When studying ecology one of the very important topic is trying to figure out where is energy going in a particular ecosystem. And one of the simplest ways to diagram this out is called a food chain. So it's simple diagram and it shows the path of energy i.e. who is eating who. Now when you study a food chain, there're some terminology that we need to introduce. But one of the concepts that you need to hold in your mind because this is one of the implications of a food chain, is this something that, is this thing that is sometimes called the rule of 10. And the idea of the rule of 10, is that roughly 10% hardly if ever above 20% roughly only 10% of the energy goes from one level to the next. So when you have producers, the things that make the food, they're only going to pass on maybe 10% of the energy they're taking in typically from the sun to the primary consumers which eat the producers.

Then the secondary consumers that eat them, they only get 10% of the energy that these guys have. The tertiary consumers the third level who eat the secondary consumers again you only a passage on a 10% so at every level you get far less energy available. You could have passed the tertiary consumer you could talk about cortinary and pentinary consumers but nobody does really go that far why? Because if you keep dividing by 10 you're running out of the amount of energy, so a lot of times instead of calling it a cortinary consumer they'll just talk about the apex consumer and that's the person at the end of the chain who doesn't get eaten by levels above them. Now that doesn't mean that, that person or that thing will never die, yes they will but then decomposers come along, they just eat anything that's dead and not moving. So what would a food chain look like?

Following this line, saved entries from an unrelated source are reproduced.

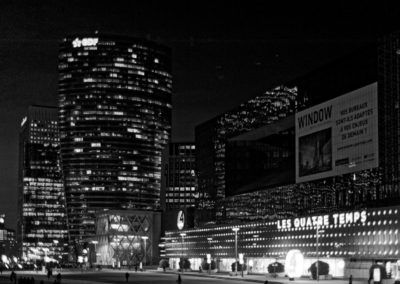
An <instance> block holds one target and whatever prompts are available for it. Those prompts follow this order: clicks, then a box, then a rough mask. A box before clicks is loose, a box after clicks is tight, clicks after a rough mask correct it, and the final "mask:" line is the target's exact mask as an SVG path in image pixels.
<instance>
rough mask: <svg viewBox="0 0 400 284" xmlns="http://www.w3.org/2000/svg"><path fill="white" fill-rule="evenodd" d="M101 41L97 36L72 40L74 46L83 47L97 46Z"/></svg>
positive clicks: (84, 37)
mask: <svg viewBox="0 0 400 284" xmlns="http://www.w3.org/2000/svg"><path fill="white" fill-rule="evenodd" d="M98 42H99V39H98V38H96V37H84V38H82V39H79V38H76V39H74V41H73V42H72V46H73V47H74V48H77V47H82V46H96V45H97V43H98Z"/></svg>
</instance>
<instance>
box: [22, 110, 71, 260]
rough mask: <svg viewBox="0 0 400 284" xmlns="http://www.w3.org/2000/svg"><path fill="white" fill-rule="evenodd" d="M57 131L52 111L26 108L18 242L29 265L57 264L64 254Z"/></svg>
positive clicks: (64, 198) (61, 197)
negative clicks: (42, 263)
mask: <svg viewBox="0 0 400 284" xmlns="http://www.w3.org/2000/svg"><path fill="white" fill-rule="evenodd" d="M58 127H59V125H58V110H57V108H55V107H45V106H30V107H29V108H28V114H27V116H26V117H24V118H23V120H22V122H21V131H20V162H19V199H18V205H19V208H18V209H19V214H20V216H19V221H18V223H19V224H18V241H19V244H20V245H22V256H23V257H26V258H27V259H29V260H32V261H36V260H41V261H50V260H51V261H60V260H62V259H63V257H64V256H65V254H66V246H67V243H68V233H67V217H66V208H65V195H64V189H63V181H62V175H61V164H60V137H59V128H58ZM46 258H47V259H46Z"/></svg>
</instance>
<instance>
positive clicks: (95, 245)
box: [92, 240, 99, 264]
mask: <svg viewBox="0 0 400 284" xmlns="http://www.w3.org/2000/svg"><path fill="white" fill-rule="evenodd" d="M98 243H99V242H98V241H96V240H93V241H92V244H94V263H95V264H97V249H96V245H97V244H98Z"/></svg>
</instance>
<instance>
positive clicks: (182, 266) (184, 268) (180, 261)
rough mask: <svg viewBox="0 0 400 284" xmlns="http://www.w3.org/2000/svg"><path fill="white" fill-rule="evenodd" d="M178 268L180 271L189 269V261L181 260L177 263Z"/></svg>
mask: <svg viewBox="0 0 400 284" xmlns="http://www.w3.org/2000/svg"><path fill="white" fill-rule="evenodd" d="M179 268H180V269H190V261H189V259H187V258H181V260H180V261H179Z"/></svg>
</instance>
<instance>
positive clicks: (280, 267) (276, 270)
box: [268, 261, 285, 273]
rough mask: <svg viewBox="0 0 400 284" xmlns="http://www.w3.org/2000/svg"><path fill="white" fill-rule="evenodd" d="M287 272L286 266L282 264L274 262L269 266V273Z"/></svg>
mask: <svg viewBox="0 0 400 284" xmlns="http://www.w3.org/2000/svg"><path fill="white" fill-rule="evenodd" d="M282 272H285V266H284V265H283V264H282V263H280V262H277V261H276V262H273V263H271V264H270V265H268V273H282Z"/></svg>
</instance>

Well here's a food chain for a terrestrial environment so you have some kind of a plant that's the producer, it's eaten by a grasshopper primary consumer then our secondary consumer eats the grasshopper, the snake eats the little jubbly rat thing so he's the tertiary consumer and here is our apex consumer eating the snake. We could call it a cortinary consumer if you come along and you eat the bold eagle naughty. Here we have in the marine environment we have the phytoplankton eaten by the little shrimp thingy which is then the primary consumer which is eaten by the secondary consumer of the samon which is eaten by the tertiary consumer of a pike let's call it that or barracuda. And then along comes the killer whale apex consumer. So these are just showing the flow of energy but that's why we have so many more plants or producers then we have grasshoppers and we have a ton more grasshoppers that we do have rat things.

And we have a lot more rat things, then we have snakes and we have very few of the top apex consumers because they need times 10, times 10, times 10, times 10 of these other organisms below them in the food chain.